Photo: Mint
Photo: Mint

Re-bidding allowed for private cargo terminals

Struggling with rate and other issues that have hurt performance, these ports will be allowed to restructure

Bengaluru: Private cargo-handling facilities at Union government-owned ports, struggling with rate and other operational issues that have hurt their performance, will be allowed to restructure and better their project terms by offering their terminals for re-bidding to discover revenue share price afresh.

At least three such private facilities have or are being put to re-tendering. Private cargo terminals at Union government-owned ports are selected on the basis of revenue share—the entity willing to share the most from its annual revenue will win the project.

Chettinad International Coal Terminal Pvt. Ltd and JSW Infrastructure Ltd have applied on a tender issued by Kamarajar Port Ltd, the entity that runs the port at Ennore near Chennai in Tamil Nadu, to examine whether its plan to convert an idle, privately funded iron ore terminal into a coal-handling facility can fetch better revenue share for the port than the one agreed to by the original developer.

The re-tendering was approved by the shipping ministry based on a proposal cleared by the board of Kamarajar Port on a request from the iron ore terminal operator.

Kandla Port Trust, India’s biggest state-owned cargo handler by volumes, will re-tender two multi-purpose cargo berths set up with private funds in 2013. The board of trustees of Kandla Port Trust had agreed to re-tender the private berths after the firms running these facilities asked for a restructuring of their projects to overcome some rate hurdles hampering operations.

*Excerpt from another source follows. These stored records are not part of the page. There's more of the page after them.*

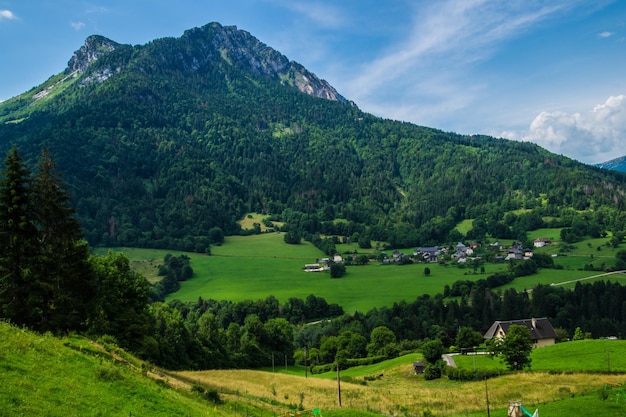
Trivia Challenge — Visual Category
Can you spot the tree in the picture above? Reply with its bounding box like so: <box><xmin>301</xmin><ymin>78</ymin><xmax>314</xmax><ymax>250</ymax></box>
<box><xmin>454</xmin><ymin>326</ymin><xmax>484</xmax><ymax>349</ymax></box>
<box><xmin>33</xmin><ymin>149</ymin><xmax>95</xmax><ymax>333</ymax></box>
<box><xmin>283</xmin><ymin>230</ymin><xmax>301</xmax><ymax>245</ymax></box>
<box><xmin>330</xmin><ymin>262</ymin><xmax>346</xmax><ymax>278</ymax></box>
<box><xmin>0</xmin><ymin>146</ymin><xmax>40</xmax><ymax>328</ymax></box>
<box><xmin>422</xmin><ymin>339</ymin><xmax>444</xmax><ymax>364</ymax></box>
<box><xmin>367</xmin><ymin>326</ymin><xmax>397</xmax><ymax>356</ymax></box>
<box><xmin>498</xmin><ymin>324</ymin><xmax>533</xmax><ymax>370</ymax></box>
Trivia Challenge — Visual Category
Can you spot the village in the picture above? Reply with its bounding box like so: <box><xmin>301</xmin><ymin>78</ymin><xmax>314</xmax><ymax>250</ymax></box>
<box><xmin>303</xmin><ymin>238</ymin><xmax>555</xmax><ymax>272</ymax></box>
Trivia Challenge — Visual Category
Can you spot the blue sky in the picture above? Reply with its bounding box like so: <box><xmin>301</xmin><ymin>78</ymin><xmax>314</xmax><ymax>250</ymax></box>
<box><xmin>0</xmin><ymin>0</ymin><xmax>626</xmax><ymax>163</ymax></box>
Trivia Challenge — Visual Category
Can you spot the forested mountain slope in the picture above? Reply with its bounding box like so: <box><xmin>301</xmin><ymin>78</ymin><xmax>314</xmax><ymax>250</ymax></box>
<box><xmin>597</xmin><ymin>156</ymin><xmax>626</xmax><ymax>172</ymax></box>
<box><xmin>0</xmin><ymin>23</ymin><xmax>626</xmax><ymax>250</ymax></box>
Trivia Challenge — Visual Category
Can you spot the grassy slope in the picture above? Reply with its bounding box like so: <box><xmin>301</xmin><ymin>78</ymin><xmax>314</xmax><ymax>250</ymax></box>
<box><xmin>0</xmin><ymin>323</ymin><xmax>626</xmax><ymax>417</ymax></box>
<box><xmin>182</xmin><ymin>340</ymin><xmax>626</xmax><ymax>417</ymax></box>
<box><xmin>0</xmin><ymin>322</ymin><xmax>219</xmax><ymax>417</ymax></box>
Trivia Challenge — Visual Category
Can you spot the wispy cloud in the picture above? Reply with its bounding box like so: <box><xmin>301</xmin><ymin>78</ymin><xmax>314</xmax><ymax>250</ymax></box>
<box><xmin>70</xmin><ymin>22</ymin><xmax>85</xmax><ymax>31</ymax></box>
<box><xmin>502</xmin><ymin>95</ymin><xmax>626</xmax><ymax>163</ymax></box>
<box><xmin>281</xmin><ymin>1</ymin><xmax>345</xmax><ymax>28</ymax></box>
<box><xmin>0</xmin><ymin>9</ymin><xmax>17</xmax><ymax>21</ymax></box>
<box><xmin>345</xmin><ymin>0</ymin><xmax>572</xmax><ymax>122</ymax></box>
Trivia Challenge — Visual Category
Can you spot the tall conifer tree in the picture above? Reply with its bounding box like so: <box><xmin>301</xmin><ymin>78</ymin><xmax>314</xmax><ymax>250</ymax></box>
<box><xmin>0</xmin><ymin>146</ymin><xmax>40</xmax><ymax>327</ymax></box>
<box><xmin>33</xmin><ymin>149</ymin><xmax>95</xmax><ymax>333</ymax></box>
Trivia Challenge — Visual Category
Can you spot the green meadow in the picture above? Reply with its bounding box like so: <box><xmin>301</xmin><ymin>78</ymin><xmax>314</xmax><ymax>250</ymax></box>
<box><xmin>96</xmin><ymin>229</ymin><xmax>626</xmax><ymax>312</ymax></box>
<box><xmin>0</xmin><ymin>322</ymin><xmax>219</xmax><ymax>417</ymax></box>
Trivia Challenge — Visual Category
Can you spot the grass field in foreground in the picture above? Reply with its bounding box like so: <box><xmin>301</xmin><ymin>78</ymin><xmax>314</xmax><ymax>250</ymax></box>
<box><xmin>0</xmin><ymin>322</ymin><xmax>217</xmax><ymax>417</ymax></box>
<box><xmin>95</xmin><ymin>228</ymin><xmax>626</xmax><ymax>312</ymax></box>
<box><xmin>454</xmin><ymin>340</ymin><xmax>626</xmax><ymax>373</ymax></box>
<box><xmin>181</xmin><ymin>341</ymin><xmax>626</xmax><ymax>417</ymax></box>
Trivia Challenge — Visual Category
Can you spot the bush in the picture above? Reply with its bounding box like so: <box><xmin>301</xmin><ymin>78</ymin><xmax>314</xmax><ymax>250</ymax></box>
<box><xmin>424</xmin><ymin>361</ymin><xmax>443</xmax><ymax>381</ymax></box>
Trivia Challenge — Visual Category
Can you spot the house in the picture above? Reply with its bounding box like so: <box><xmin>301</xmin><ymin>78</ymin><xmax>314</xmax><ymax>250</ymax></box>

RAS Infraport Pvt. Ltd and JRE Infra Pvt. Ltd separately run the two dry-bulk cargo berths at Kandla Port on a 30-year contract.

“Any improvement/betterment in project terms will be subject to re-tendering to discover the new revenue share price in a changed scenario," a spokesman for the ministry said. The financial and commercial benefit accruing to an existing operator through a change in project terms should be shared with the government-owned port, the ministry said.

The iron ore terminal at Kamarajar Port built by Sical Iron Ore Terminals Ltd, a joint venture of Sical Logistics Ltd, MMTC Ltd and L&T Infrastructure Development Projects Ltd, has been idle ever since it came up in 2011, due to a bar on iron ore exports.

The joint venture had built the new terminal, which can load 12 million tonnes (mt) of iron ore a year, at an investment of over 500 crore.

Once Sical is allowed to handle coal instead of iron ore, the contract terms would be on par with an 8 mt capacity coal terminal run by Chettinad International Coal Terminal at Kamarajar Port since January 2011, according to the proposal cleared by Kamarajar Port to alter the cargo profile of the terminal. Sical has agreed to match the revenue share of 52.524% quoted by Chettinad International Coal Terminal.

Sical had offered a revenue share of 51.6% to win the iron ore deal.

“This (52.524%) was the highest revenue share received by the port through a competitive bidding process for that type of cargo (coal)," a spokesman for Kamarajar Port said.

“The revenue share price of 52.524% was discovered ten years ago. Since then, many things have changed. We want to discover the current revenue share price for a 12 mt capacity coal-loading terminal. The best and most transparent way to discover the revenue share price is through a tender or auction," the spokesman said.

Kamarajar Port has decided to set 52.524% as the reserve revenue share price for the re-tender.

This is being done to protect the current revenue share earned by the government-owned port. Price bids below the reserve price set by the government will not be accepted.

If the highest revenue share quoted in the tender is more than 52.524%, Sical will have a so-called right of first refusal to match the highest bid and take the contract on fresh terms. If it declines to exercise this right, the contract will be awarded to the highest bidder. In such an event, the highest bidder will have to pay an upfront amount to be given to Sical as compensation or closure payment for the money it invested in setting up the iron ore terminal.

The closure payment will have to be paid by the new entity to the existing operator as he would be getting the benefit of assets developed by somebody else.

These modalities will apply to all private cargo terminals put to re-tender as part of a restructuring exercise, the ministry spokesman added.